Trotz der erhöhten Mittel hält sich die Unzufriedenheit mit der Höhe der Verteidigungsausgaben sowohl auf politischer, militärischer als auch gesellschaftlicher Ebene. Verschiedene Ursachen werden genannt:
1. Strukturelle Defizite und Nachholbedarf
Viele Experten, einschlägige Studien und auch Vertreter der Bundeswehr argumentieren, dass die jahrzehntelange Vernachlässigung der Streitkräfte nicht durch einige wenige Jahre erhöhter Ausgaben wettgemacht werden kann. Es mangelt an einsatzbereiter Ausrüstung, moderner Infrastruktur und strategischer Planung.

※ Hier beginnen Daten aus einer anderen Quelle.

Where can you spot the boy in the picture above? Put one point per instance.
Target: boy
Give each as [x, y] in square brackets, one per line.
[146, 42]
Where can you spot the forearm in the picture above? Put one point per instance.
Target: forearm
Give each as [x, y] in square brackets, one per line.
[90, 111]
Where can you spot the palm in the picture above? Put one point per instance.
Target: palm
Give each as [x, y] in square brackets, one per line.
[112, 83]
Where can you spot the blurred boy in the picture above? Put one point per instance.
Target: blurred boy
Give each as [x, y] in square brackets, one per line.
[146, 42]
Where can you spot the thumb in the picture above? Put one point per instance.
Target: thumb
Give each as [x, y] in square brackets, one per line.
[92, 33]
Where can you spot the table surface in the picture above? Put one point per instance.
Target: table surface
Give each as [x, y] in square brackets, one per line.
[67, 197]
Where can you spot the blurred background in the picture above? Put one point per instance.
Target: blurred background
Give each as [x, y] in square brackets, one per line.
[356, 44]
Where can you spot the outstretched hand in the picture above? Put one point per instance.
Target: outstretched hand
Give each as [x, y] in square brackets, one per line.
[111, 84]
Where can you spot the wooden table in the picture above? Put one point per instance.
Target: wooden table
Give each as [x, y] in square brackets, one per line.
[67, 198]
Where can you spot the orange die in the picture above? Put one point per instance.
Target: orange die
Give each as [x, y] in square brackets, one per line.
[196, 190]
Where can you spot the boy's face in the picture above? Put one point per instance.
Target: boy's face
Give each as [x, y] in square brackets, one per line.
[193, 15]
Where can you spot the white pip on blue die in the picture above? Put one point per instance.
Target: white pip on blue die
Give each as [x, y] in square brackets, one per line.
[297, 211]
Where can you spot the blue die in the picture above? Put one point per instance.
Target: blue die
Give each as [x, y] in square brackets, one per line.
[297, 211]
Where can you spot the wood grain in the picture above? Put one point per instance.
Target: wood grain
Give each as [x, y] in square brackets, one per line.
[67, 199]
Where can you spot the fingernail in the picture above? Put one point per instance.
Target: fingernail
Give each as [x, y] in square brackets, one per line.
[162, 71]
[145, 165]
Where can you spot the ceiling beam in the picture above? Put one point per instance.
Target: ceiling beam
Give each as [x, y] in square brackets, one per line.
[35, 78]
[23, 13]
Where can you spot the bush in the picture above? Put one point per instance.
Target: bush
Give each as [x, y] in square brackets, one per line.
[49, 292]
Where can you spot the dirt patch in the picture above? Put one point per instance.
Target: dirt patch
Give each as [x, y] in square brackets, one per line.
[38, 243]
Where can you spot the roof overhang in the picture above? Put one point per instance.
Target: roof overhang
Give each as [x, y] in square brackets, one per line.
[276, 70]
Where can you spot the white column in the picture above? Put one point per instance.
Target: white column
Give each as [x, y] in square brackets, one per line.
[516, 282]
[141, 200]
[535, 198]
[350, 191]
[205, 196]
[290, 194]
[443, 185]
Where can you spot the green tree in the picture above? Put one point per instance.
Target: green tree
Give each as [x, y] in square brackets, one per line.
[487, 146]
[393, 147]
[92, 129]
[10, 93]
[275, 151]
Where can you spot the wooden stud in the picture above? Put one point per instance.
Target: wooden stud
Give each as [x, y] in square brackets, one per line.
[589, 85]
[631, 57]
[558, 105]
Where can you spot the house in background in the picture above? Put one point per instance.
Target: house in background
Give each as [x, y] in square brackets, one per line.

2. Effizienz und Mittelverwendung
Kritik richtet sich nicht nur auf die absolute Höhe, sondern vor allem auf die Effizienz der Mittelverwendung. Beschaffungsprojekte dauern oft Jahre, und die Bürokratie bremst die Modernisierung aus.
3. Erwartungshaltung und internationale Vergleiche
Im internationalen Vergleich ist Deutschland erst seit kurzer Zeit in der oberen Mitte der NATO-Ausgaben angekommen. Länder wie Polen oder die USA liegen in Bezug auf Verteidigungsinvestitionen deutlich höher. Zudem wächst mittlerweile der Druck, das Ziel von 2 Prozent auf 3,5 oder sogar 5 Prozent anzuheben.
4. Innere und äußere Herausforderungen
Die Bundeswehr steht vor komplexen Aufgaben: von der Landes- und Bündnisverteidigung über Cyberabwehr bis hin zu Auslandseinsätzen. Viele dieser Bereiche sind unterfinanziert, und die permanente Nachjustierung des Haushalts bringt keine nachhaltige Lösung.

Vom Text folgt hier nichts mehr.